Une conga de voitures à cheval parcourant les rues de Bayamo est devenue cette semaine une image virale après avoir été capturée par la page Facebook El Quijote Bayamés, dont l'auteur a résumé la scène par une question qui en dit long : "Ici, nous ne savons même pas ce qu'est un anniversaire, on ne sait pas, des gens qui fuient les coupures de courant, n'ont rien à faire."
La vidéo de seulement 23 secondes a accumulé plus de 75 000 vues et près de 2 000 réactions sur Facebook, et les commentaires des abonnés ont complété le portrait d'une ville qui célèbre le jour car la nuit, il n'y a pas de lumière.
"C'est joli de voir les gens de mon Bayamo contents. Mais c'est comme tu dis, fuyant le black-out. Quand la nuit arrive, la fête est finie et il faut tuer des moustiques", a écrit un utilisateur.
Un autre fut plus direct : "Avec un bon coup de noir mais de la conga et de la rumba, à profiter."
Certains citoyens lisent la conga avec plus de lucidité que n'importe quel fonctionnaire. "C'est pour des choses comme ça que Granma est si mal en point", a écrit un commentateur.
"Malgré deux jours sans électricité, avec des choses comme ça, les gens sont heureux, et le gouvernement là-bas le sait. De temps en temps, il leur vend de l'eau, de la musique à la gomme, et avec ça, il contrôle Granma", a écrit un autre internaute sur les réseaux sociaux.
Un autre utilisateur a été encore plus précis sur le fond du problème : "Ils fuient le black-out, car c'est justement quand ils devraient sortir et ne pas Conguer que nous subissons plus de quarante heures de coupure de courant et d'autres adversités."
La paradoxe capturée dans la vidéo est également un avertissement. "Ainsi, nous vivons comme des fous", a résumé un commentateur.
Et un autre, avec un humour amer, a décrété que les bayamésiens "sont en train d'atteindre l'âge de pierre", à quoi l'auteur lui-même de la vidéo a répondu : "Il en faut pour sortir chasser les mammouths".
Le décor est accablant. Le 10 juin, l'Entreprise Électrique de Granma a signalé que le circuit 4117, qui alimente des zones telles que San Francisco, Calicito et Campechuela, avait dépassé les 45 heures consécutives sans service.
D'autres circuits de la province accumulaient entre 43 et 44 heures sans électricité ce même jour.
Le 11 juin, des territoires comme Jiguaní, Media Luna, Yara et Las Novillas frôlaient les 48-49 heures sans électricité.
La réponse du régime face au mécontentement suit un schéma connu.
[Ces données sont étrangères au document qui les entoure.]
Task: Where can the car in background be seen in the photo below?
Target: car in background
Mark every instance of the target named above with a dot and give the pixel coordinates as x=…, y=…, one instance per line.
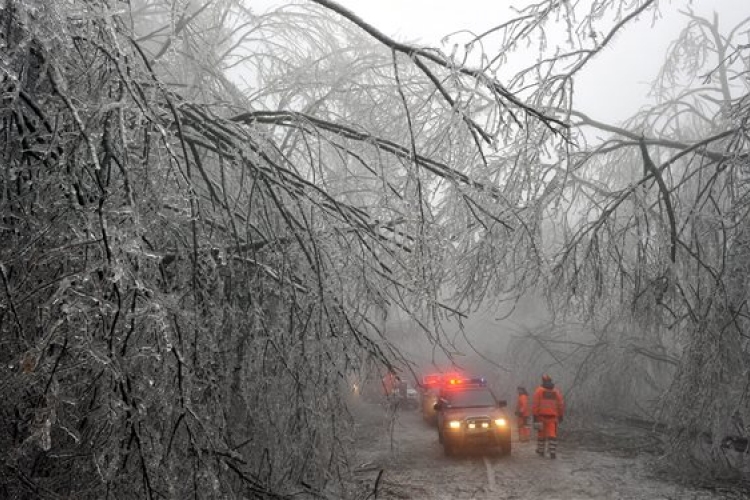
x=470, y=416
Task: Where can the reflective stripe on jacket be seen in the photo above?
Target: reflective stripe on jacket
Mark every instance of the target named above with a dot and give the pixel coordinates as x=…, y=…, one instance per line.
x=547, y=403
x=522, y=406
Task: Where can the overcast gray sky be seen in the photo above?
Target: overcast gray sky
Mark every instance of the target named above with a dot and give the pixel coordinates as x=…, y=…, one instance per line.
x=616, y=83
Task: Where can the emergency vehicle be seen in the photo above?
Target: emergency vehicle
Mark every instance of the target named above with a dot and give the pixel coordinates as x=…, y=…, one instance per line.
x=470, y=416
x=430, y=388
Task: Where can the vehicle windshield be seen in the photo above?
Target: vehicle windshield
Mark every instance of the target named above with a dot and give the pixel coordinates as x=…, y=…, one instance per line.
x=468, y=399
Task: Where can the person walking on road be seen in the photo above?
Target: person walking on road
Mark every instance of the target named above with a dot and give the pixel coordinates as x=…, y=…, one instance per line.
x=523, y=412
x=548, y=409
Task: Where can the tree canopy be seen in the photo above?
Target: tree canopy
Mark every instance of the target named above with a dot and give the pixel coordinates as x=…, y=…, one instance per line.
x=207, y=214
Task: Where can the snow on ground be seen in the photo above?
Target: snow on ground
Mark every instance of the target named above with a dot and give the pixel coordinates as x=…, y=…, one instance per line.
x=414, y=467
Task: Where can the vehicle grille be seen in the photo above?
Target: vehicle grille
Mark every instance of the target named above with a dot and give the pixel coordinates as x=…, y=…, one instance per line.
x=477, y=422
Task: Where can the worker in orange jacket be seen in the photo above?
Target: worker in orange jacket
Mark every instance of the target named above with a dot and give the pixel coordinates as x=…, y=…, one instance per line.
x=523, y=412
x=548, y=409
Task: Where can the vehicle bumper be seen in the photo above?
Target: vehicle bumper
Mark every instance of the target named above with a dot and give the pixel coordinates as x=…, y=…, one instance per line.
x=485, y=438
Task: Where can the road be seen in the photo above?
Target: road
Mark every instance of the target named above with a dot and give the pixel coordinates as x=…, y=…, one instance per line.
x=414, y=467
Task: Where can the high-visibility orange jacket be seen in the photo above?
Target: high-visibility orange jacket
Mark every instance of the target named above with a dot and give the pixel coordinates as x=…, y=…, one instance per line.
x=547, y=402
x=522, y=406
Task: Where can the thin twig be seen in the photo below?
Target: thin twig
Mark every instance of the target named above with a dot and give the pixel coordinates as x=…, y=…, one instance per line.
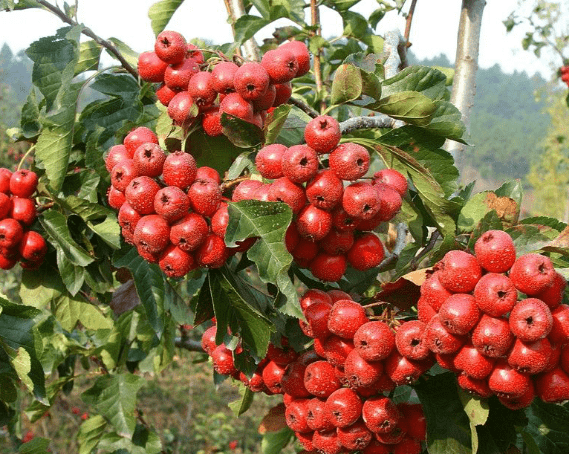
x=88, y=32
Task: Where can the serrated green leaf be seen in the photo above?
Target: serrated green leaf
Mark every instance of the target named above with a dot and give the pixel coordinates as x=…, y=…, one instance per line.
x=114, y=397
x=346, y=85
x=161, y=12
x=268, y=222
x=55, y=225
x=90, y=432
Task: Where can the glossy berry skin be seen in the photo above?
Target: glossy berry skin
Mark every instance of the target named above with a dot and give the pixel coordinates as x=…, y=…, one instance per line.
x=459, y=313
x=495, y=251
x=343, y=407
x=374, y=340
x=23, y=183
x=459, y=271
x=495, y=294
x=170, y=47
x=322, y=134
x=150, y=67
x=366, y=252
x=532, y=273
x=530, y=320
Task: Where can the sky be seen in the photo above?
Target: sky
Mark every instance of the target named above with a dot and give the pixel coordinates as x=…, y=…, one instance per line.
x=434, y=28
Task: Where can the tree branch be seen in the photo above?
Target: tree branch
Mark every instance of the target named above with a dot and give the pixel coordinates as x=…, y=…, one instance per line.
x=466, y=57
x=88, y=32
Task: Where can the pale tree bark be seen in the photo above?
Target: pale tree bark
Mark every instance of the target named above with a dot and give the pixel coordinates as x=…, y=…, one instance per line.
x=466, y=58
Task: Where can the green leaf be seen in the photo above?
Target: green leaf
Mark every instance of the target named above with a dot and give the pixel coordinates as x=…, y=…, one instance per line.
x=114, y=397
x=90, y=432
x=267, y=221
x=55, y=225
x=447, y=424
x=241, y=133
x=410, y=106
x=346, y=85
x=161, y=12
x=246, y=26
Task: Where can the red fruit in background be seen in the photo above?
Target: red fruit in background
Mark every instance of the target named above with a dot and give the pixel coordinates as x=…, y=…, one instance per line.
x=301, y=53
x=140, y=194
x=32, y=247
x=251, y=81
x=392, y=178
x=329, y=268
x=325, y=190
x=170, y=47
x=530, y=320
x=115, y=155
x=532, y=273
x=322, y=134
x=366, y=252
x=137, y=137
x=174, y=262
x=343, y=407
x=268, y=161
x=152, y=234
x=349, y=161
x=280, y=64
x=495, y=294
x=374, y=340
x=205, y=196
x=492, y=336
x=459, y=271
x=495, y=251
x=24, y=210
x=23, y=183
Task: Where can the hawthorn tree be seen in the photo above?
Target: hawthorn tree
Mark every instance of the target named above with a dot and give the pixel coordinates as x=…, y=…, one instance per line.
x=99, y=307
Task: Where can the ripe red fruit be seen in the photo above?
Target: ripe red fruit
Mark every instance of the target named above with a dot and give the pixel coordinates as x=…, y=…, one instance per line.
x=322, y=134
x=343, y=407
x=329, y=268
x=205, y=196
x=320, y=379
x=177, y=77
x=349, y=161
x=374, y=341
x=140, y=194
x=360, y=200
x=495, y=251
x=32, y=247
x=152, y=234
x=380, y=414
x=137, y=137
x=492, y=336
x=23, y=183
x=299, y=163
x=459, y=271
x=495, y=294
x=150, y=67
x=532, y=273
x=268, y=161
x=170, y=47
x=280, y=64
x=366, y=252
x=530, y=320
x=459, y=313
x=392, y=178
x=175, y=262
x=251, y=81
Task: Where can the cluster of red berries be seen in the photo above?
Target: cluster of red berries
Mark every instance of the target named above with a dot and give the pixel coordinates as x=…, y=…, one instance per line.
x=170, y=209
x=247, y=91
x=497, y=321
x=334, y=392
x=332, y=223
x=17, y=213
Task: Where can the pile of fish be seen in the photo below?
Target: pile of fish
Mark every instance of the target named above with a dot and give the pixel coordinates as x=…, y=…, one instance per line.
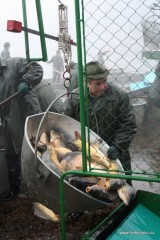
x=67, y=155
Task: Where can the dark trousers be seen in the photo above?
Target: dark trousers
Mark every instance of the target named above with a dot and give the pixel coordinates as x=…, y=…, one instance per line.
x=125, y=160
x=14, y=169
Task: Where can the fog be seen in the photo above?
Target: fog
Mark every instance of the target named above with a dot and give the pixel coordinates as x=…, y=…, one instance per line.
x=110, y=25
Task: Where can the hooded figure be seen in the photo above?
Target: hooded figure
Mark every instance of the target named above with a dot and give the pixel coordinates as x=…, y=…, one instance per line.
x=18, y=75
x=110, y=113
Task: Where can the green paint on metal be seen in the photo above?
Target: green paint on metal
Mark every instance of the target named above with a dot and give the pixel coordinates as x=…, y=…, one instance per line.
x=140, y=224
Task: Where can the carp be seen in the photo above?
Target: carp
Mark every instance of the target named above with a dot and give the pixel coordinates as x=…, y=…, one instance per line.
x=57, y=138
x=126, y=193
x=43, y=212
x=53, y=156
x=83, y=182
x=114, y=183
x=96, y=155
x=102, y=193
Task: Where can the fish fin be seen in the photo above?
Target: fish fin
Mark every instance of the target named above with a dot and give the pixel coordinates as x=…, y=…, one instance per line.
x=45, y=213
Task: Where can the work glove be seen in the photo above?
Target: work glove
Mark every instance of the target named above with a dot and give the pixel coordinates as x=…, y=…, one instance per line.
x=113, y=152
x=23, y=88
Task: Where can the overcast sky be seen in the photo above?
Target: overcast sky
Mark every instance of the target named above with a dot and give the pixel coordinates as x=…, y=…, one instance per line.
x=12, y=10
x=134, y=10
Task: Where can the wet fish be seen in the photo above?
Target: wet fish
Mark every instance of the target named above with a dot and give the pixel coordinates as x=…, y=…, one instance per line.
x=102, y=193
x=96, y=155
x=44, y=140
x=73, y=161
x=57, y=138
x=53, y=156
x=45, y=213
x=114, y=183
x=82, y=182
x=62, y=152
x=126, y=193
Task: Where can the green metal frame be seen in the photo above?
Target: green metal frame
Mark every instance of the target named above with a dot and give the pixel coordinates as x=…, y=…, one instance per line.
x=41, y=31
x=84, y=172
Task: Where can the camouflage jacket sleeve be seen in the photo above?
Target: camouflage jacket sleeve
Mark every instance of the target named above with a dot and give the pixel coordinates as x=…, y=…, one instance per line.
x=127, y=123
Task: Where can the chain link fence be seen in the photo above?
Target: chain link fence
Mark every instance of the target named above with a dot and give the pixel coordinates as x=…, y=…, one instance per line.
x=124, y=37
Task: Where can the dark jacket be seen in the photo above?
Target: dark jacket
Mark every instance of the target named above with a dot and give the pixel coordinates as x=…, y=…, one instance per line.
x=111, y=117
x=14, y=112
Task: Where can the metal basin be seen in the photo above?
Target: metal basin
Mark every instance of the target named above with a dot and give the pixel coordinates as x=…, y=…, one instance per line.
x=45, y=187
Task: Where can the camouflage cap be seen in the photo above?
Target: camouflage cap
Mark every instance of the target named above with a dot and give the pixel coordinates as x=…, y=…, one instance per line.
x=96, y=71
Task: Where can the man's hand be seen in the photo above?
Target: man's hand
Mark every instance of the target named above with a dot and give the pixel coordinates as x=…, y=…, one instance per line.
x=23, y=88
x=113, y=152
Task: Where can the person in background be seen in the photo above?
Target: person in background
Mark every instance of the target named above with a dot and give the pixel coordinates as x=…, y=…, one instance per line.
x=18, y=76
x=111, y=114
x=74, y=75
x=58, y=66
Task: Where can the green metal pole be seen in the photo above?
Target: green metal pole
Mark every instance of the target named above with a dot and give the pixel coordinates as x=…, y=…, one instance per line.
x=41, y=30
x=81, y=84
x=25, y=25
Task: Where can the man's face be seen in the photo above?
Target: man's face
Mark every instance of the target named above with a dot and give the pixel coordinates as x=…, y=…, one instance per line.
x=97, y=87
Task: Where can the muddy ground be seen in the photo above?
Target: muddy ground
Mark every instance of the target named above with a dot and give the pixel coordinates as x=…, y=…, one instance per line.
x=17, y=220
Le 5 juin, des autorités à Bayamo ont mobilisé des membres de l'Association des Combattants de la Révolution Cubaine pour "expliquer" les causes des coupures de courant quartier par quartier, dans le cadre du mouvement Quartier pour la Patrie.
Peu après, la première secrétaire du Parti Communiste à Granma a présenté comme "humanisme" l'image de voisins cuisinant dans la rue face aux coupures.
En août 2025, le gouvernement a organisé des fêtes populaires du 7 au 10 de ce mois malgré la crise énergétique et alimentaire.
En mai 2025, Bayamo a été le théâtre de manifestations avec des cris de "¡corriente!" et "¡comida!", des habitants bloquant un pont et des rassemblements dans plusieurs quartiers.